Лилия спрыгивает с кресла, от чего ее плиссированная юбка слегка приподнимается. Она отводит леденец в сторону, и теперь белая палочка торчит в уголке рта.
— Кэт сегодня сняла видео, где ученики в столовой распевают песню Алекса.
Кэт спрыгивает следующей, ее ботинки шлепают о цементный пол. Она протягивает мне телефон, чтобы я тоже посмотрела.
— Эти ребята зачитали ее как рэп. Но я слышала и другие вариации: в стиле джаза и тяжелого металла…
— Господи, — удивляюсь я, — может, Алекс действительно пишет хорошие песни? Раз они так заседают у всех в головах.
Кэт разражается смехом, который заполняет все здание и эхом отскакивает от каждой стены и плитки.
— Надо отдать ему должное, эта фигня цепляет. — С этими словами она достает из кармана сигарету и прикуривает ее.
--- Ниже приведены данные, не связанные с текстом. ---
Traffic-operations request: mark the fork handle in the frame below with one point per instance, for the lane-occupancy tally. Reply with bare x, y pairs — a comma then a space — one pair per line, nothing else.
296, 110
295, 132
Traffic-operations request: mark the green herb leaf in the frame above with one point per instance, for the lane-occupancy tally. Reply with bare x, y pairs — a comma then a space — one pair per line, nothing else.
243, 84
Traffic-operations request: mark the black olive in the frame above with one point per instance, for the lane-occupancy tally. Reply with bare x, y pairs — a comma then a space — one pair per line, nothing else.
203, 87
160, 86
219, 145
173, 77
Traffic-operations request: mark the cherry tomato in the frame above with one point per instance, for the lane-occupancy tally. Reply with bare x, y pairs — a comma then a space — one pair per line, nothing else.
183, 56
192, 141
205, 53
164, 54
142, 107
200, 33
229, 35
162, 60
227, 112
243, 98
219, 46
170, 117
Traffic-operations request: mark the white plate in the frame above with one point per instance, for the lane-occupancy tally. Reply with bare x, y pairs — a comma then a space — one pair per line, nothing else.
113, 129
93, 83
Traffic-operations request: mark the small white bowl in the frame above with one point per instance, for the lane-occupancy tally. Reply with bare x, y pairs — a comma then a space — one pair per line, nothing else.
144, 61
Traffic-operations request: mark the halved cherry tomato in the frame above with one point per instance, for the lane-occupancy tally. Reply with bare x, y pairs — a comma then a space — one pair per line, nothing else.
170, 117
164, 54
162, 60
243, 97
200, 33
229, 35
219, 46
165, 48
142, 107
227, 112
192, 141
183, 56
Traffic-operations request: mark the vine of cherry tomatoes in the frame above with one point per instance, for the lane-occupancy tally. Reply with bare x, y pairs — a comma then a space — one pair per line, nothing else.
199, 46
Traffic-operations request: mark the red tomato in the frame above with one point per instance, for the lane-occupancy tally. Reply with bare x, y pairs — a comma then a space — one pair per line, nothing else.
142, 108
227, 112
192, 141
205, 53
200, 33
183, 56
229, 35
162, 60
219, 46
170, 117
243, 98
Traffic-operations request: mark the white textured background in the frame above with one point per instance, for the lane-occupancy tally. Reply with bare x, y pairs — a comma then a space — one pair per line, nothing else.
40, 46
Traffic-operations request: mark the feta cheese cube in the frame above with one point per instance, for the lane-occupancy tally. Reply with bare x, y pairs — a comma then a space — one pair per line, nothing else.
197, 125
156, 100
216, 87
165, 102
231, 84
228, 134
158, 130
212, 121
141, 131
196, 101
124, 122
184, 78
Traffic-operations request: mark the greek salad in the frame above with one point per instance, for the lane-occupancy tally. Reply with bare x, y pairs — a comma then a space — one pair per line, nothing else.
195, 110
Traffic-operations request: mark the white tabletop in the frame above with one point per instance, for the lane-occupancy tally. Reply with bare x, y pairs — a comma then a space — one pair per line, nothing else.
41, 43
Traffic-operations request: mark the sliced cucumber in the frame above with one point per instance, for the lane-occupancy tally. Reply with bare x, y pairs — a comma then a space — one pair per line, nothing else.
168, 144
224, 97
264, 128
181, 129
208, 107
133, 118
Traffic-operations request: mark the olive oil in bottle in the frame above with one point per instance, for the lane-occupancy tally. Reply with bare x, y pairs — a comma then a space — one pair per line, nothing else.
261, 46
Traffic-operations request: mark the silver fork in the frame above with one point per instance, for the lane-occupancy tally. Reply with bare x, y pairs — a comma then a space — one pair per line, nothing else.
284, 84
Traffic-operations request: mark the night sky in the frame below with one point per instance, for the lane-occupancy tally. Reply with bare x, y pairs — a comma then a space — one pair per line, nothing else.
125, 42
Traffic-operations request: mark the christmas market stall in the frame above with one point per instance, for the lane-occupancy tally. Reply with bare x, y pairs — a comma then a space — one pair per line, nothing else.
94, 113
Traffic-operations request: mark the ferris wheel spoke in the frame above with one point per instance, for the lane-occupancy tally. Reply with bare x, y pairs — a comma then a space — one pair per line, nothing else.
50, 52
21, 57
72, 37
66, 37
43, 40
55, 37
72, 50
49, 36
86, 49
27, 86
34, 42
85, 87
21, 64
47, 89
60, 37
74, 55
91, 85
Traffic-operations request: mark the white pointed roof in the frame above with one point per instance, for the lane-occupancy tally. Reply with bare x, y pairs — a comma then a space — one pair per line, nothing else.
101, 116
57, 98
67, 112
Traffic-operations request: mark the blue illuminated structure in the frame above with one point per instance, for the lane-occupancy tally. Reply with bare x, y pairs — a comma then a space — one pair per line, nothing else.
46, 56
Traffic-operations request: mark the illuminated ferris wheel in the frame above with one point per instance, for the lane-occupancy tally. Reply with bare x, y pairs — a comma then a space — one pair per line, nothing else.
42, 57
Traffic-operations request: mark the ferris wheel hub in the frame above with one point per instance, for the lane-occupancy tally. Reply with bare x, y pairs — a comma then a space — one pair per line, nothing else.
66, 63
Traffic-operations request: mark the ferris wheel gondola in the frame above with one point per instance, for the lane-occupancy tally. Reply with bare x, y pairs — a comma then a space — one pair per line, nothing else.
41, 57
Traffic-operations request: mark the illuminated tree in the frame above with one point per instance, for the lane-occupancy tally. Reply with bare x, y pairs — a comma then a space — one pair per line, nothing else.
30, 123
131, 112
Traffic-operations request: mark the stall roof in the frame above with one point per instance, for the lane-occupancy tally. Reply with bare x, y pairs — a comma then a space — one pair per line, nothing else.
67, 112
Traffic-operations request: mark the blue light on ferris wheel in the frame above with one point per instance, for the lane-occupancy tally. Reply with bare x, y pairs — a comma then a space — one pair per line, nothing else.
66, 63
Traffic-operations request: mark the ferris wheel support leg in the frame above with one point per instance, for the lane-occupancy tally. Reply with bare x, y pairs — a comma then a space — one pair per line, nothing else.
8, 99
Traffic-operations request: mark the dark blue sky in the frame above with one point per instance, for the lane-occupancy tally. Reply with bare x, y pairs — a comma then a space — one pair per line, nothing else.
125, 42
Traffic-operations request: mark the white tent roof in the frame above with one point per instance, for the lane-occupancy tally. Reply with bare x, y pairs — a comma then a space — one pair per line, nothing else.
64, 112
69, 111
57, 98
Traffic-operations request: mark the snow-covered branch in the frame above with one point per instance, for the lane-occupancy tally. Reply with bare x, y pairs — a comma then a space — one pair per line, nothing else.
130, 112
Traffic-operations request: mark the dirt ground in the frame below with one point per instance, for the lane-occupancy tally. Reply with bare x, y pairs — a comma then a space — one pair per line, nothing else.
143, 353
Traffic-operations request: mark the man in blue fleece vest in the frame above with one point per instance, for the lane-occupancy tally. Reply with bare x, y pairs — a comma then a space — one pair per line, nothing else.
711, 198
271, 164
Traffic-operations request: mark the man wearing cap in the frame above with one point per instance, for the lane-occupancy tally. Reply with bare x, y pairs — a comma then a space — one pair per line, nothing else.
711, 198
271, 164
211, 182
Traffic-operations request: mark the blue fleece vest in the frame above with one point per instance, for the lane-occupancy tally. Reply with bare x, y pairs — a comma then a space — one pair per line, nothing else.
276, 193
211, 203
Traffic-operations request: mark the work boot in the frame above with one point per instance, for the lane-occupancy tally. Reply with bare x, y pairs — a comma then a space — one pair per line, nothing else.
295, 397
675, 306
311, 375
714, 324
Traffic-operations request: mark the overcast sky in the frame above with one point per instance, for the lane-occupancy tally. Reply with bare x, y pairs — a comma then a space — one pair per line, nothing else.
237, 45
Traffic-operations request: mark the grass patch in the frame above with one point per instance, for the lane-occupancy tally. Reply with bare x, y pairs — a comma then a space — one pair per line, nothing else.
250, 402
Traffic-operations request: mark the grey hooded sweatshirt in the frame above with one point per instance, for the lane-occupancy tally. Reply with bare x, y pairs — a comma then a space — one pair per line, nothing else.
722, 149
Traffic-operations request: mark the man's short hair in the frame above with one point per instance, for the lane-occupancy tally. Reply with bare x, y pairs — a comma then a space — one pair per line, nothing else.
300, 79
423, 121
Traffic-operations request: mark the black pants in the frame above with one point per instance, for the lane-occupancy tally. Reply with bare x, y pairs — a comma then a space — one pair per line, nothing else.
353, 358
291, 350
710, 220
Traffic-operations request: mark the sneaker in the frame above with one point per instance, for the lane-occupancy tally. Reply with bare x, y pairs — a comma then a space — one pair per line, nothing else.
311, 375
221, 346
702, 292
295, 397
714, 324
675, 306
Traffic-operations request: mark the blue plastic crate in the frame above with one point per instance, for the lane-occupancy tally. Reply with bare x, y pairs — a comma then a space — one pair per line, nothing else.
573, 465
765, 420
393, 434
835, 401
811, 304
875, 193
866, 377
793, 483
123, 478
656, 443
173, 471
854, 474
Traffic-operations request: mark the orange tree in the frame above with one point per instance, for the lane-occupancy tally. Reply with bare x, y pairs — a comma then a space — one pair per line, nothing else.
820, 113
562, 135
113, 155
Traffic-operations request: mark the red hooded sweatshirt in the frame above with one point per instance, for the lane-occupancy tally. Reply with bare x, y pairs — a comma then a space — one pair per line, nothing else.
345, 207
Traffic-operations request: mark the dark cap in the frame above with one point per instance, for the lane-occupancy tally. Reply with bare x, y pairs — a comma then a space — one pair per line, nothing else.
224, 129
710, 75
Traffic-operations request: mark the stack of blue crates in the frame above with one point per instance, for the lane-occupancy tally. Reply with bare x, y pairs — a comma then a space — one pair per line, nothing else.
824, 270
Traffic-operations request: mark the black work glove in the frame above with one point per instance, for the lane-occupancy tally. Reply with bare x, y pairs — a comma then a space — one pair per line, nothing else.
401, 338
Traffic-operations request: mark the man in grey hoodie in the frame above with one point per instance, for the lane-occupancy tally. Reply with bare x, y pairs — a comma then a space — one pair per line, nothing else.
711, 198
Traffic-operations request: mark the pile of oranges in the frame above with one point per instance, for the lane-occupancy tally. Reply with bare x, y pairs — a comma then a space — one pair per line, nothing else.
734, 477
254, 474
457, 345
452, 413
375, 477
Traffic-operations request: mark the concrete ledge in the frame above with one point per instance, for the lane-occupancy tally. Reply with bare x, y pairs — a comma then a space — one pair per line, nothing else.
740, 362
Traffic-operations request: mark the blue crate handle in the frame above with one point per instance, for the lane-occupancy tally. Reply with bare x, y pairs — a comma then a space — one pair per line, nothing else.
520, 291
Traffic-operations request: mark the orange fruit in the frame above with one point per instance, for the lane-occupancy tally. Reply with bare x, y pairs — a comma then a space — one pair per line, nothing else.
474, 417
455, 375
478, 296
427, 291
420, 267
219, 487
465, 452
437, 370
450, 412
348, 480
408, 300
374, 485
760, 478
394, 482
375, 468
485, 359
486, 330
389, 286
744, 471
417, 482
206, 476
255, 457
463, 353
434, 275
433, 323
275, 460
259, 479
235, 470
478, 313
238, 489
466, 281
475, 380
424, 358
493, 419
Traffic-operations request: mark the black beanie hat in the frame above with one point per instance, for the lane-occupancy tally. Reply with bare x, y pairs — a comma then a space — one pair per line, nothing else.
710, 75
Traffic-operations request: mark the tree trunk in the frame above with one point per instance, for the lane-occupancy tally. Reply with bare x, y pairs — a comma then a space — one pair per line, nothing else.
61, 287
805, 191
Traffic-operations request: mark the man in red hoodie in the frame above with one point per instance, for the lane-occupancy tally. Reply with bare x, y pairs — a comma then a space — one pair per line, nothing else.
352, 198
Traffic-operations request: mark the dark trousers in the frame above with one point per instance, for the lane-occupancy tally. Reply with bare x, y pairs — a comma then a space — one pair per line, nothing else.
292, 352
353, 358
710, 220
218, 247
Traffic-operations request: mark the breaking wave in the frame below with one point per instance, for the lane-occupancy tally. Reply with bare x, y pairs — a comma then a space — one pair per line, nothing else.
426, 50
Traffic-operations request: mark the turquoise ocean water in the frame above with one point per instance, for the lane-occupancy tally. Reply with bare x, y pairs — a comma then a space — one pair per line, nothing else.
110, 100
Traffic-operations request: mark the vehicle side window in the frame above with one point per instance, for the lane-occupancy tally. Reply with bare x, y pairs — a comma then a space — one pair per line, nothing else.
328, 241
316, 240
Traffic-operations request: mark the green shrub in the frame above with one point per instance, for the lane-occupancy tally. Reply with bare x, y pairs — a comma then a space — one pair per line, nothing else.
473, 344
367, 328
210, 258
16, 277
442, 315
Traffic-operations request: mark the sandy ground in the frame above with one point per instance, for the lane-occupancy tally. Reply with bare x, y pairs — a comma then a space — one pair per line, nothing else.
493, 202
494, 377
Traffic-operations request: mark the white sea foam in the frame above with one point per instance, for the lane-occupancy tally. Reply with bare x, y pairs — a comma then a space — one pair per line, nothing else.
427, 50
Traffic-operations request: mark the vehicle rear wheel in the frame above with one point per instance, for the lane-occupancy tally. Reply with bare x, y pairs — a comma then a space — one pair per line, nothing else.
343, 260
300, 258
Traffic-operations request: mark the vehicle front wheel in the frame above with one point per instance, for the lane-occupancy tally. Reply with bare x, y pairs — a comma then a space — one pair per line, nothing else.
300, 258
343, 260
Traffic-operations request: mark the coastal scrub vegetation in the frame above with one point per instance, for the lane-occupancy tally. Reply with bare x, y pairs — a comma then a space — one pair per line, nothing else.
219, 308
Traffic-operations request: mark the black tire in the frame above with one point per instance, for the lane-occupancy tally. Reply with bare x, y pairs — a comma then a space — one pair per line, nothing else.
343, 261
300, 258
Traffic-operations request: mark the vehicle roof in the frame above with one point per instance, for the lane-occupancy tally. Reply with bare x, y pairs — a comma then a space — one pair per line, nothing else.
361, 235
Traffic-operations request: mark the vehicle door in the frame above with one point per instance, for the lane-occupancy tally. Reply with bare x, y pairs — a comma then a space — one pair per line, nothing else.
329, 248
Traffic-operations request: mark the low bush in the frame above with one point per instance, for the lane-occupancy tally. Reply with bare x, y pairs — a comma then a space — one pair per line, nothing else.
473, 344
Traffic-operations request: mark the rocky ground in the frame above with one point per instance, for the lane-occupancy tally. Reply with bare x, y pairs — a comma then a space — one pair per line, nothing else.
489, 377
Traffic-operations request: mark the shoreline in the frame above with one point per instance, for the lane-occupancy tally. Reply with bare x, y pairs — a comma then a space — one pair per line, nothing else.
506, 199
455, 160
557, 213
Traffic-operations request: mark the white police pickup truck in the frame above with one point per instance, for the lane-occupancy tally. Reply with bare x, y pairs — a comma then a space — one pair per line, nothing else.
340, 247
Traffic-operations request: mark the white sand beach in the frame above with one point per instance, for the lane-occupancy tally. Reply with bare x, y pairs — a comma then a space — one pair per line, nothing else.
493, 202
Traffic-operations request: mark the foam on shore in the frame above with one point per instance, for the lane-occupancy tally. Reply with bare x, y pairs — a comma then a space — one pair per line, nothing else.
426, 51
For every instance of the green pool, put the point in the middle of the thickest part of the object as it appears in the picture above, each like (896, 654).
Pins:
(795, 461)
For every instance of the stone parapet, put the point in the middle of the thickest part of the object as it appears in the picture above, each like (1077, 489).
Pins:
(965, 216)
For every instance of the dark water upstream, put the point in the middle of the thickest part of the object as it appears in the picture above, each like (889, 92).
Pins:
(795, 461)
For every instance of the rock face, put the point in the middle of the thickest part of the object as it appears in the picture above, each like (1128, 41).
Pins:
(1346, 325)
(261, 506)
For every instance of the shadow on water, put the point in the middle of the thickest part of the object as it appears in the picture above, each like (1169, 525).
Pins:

Я начинаю нервничать, потому что Кэт не стоит здесь курить. Но останавливать ее я не собираюсь. Вместо этого спрашиваю:
— Думаете, кто-то подозревает, что за всем этим стоим мы?
Кэт закатывает глаза.
— Никто нас не подозревает. Никто даже не знает, кто ты такая.
Очевидно, заметив, что я обиделась, Лилия добавляет:
— Да. Вот поэтому ты — наше секретное оружие!
— Ага, тихое, но смертельное, — шучу я.
— Как пердеж! — лопаясь от смеха, произносит Кэт.